O professor Tomzé propôs uma reunião com os e as integrante do Conselho de Representantes das Unidades (Crads) para a elaboração de uma agenda de mobilização e, posteriormente, a realização de rodas de conversas com estudantes, técnicos(as) e professores(as). A professora Roberta Valin usou a palavra também para defender a construção de atividades que conciliem política e ações artísticas.

 

 

“Nós precisamos mudar, a partir de discussão com a bases, sobre como chegar às pessoas. Dialogar, se aproximar com estudantes e técnicos. Mudar os métodos de chegar junto com os centros acadêmicos. Não é pontual. É reestruturação generalizada da resistência, da construção da ofensiva, em longo prazo”, comentou o docente Marcelo Seráfico.

 

Como encaminhamento, foi definida a realização de uma Reunião Ampliada para discutir a agenda de atividades de mobilização, na quarta-feira (29), às 10h, no hall do IFCHS, no Setor Norte, do campus universitário, em Manaus.  “Considerando que não seria possível as atividades de Ocupação das Ifes, de 27 a 29 de junho, se propôs fazer uma roda de conversa com atividades artísticas entre 4 a 8 de julho”, explicou a professora Ana Lúcia Gomes.

 

Informes

 

Antes do início da Assembleia, a presidente da ADUA informou sobre os falecimentos da religiosa Helena Augusta Walcott, no dia 13 de junho, que lutou pela população pelo direito à moradia em Manaus, e da professora do Curso de Letras da UFAM, Sebastiana Guedes do Curso de Letras, no dia 15 de junho.

 

A docente também informou sobre as últimas manifestações de rua que a ADUA participou.
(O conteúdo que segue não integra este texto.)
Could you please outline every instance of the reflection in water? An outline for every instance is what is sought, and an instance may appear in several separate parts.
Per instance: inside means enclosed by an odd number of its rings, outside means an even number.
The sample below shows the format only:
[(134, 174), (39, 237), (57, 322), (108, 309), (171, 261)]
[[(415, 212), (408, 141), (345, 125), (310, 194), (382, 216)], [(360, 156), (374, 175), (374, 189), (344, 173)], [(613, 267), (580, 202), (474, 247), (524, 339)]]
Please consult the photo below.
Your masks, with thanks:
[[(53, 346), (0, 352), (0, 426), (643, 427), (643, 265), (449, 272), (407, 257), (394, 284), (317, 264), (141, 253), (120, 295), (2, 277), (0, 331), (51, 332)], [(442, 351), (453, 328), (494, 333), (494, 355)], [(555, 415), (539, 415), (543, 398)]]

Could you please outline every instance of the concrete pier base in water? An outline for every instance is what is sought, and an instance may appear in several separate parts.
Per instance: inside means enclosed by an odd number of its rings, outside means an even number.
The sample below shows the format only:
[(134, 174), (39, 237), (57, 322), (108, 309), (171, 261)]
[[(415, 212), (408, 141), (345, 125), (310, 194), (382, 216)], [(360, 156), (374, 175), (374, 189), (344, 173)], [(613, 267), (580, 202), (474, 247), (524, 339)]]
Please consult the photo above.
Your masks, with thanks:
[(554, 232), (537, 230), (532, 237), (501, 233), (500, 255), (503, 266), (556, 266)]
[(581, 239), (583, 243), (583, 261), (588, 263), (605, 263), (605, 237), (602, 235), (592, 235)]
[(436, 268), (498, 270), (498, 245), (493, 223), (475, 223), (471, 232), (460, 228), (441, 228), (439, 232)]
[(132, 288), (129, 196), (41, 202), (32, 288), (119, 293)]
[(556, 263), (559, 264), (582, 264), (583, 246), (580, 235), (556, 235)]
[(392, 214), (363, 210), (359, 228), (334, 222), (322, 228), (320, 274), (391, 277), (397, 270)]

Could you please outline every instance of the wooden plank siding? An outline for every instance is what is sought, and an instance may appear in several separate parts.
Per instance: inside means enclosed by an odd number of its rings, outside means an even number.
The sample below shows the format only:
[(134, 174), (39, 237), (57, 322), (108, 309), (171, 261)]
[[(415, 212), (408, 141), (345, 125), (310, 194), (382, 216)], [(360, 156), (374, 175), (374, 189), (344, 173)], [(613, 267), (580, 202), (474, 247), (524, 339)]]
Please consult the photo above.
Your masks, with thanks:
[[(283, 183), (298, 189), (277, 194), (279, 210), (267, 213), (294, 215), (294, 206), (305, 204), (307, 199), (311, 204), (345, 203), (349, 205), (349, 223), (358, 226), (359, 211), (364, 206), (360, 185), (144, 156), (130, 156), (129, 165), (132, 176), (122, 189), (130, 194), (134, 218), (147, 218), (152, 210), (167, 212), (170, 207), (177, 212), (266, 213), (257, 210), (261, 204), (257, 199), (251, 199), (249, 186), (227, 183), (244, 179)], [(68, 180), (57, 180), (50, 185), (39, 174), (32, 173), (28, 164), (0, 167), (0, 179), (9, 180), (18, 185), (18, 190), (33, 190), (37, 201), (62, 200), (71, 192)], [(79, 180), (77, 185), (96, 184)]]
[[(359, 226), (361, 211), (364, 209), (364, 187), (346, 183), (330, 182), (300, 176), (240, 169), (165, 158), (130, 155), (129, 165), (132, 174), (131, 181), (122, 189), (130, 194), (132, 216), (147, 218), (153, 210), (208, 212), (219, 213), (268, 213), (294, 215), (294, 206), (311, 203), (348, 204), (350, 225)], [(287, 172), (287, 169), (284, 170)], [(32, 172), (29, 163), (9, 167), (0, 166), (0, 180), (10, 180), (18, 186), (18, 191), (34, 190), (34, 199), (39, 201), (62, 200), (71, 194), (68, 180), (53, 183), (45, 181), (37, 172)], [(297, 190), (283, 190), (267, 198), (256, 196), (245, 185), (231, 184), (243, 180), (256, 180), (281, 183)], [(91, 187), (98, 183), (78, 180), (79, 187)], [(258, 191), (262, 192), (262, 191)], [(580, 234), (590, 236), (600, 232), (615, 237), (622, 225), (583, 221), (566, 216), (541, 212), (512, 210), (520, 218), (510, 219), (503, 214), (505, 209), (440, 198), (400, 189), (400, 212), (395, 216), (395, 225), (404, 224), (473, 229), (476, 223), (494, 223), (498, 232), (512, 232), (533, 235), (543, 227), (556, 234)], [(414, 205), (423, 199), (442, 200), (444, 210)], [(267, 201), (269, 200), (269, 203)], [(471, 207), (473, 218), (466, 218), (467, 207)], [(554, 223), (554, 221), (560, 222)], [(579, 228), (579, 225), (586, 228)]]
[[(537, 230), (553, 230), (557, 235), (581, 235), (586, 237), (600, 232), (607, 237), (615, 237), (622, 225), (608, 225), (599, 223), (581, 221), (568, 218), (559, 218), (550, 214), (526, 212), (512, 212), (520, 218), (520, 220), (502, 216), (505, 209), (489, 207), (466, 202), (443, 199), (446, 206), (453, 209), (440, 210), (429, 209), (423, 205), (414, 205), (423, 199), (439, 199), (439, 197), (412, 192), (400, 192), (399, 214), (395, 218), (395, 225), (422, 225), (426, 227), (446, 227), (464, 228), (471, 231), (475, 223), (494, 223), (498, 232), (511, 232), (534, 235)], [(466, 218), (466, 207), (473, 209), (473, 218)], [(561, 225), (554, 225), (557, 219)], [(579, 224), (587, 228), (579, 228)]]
Entre elas estão o ato contra os cortes na educação, no dia 9, em conjunto com o Sinasefe e Sintesam; o Ocupa Brasília, no dia 14, com 5 mil pessoas; a manifestação na Praça do Congresso, em Manaus, em defesa da Amazônia, no dia 4; os atos por Justiça pelas mortes dos indigenistas Bruno Pereira e Maxciel Pereira e do jornalista Dom Philips, no dia 15, em frente a Funai, e no dia 21, no Centro de Convivência da UFAM.

 

Outro informe foi dado pela 2ª tesoureira da AUDA, professora Elciclei Faria dos Santos (Faced), sobre o lançamento, também na tarde desta quarta, Caderno “Tem Aldeia na Política”, material que apresentar informações para que os povos indígenas participem de maneira mais crítica e consciente do processo eleitoral. A publicação foi elaborada pelo Fórum de Educação Escolar e Saúde Indígena do Amazonas (Foreeia) e pela Frente Amazônica de Mobilização em Defesa dos Direitos Indígenas (Famddi), com o apoio da ADUA.

 

O professor Tomzé informou também sobre a prisão, pela Polícia Federal, na manhã de quarta, do ex-ministro da Educação do governo Bolsonaro, Milton Ribeiro, por participação em esquema para liberação de verba do MEC, inclusive com suspeita de propina em barras de ouro. Além de Ribeiro, outros dois pastores sem cargos públicos, Arilton Moura e Gilmar Santos, também tiveram a prisão decretada.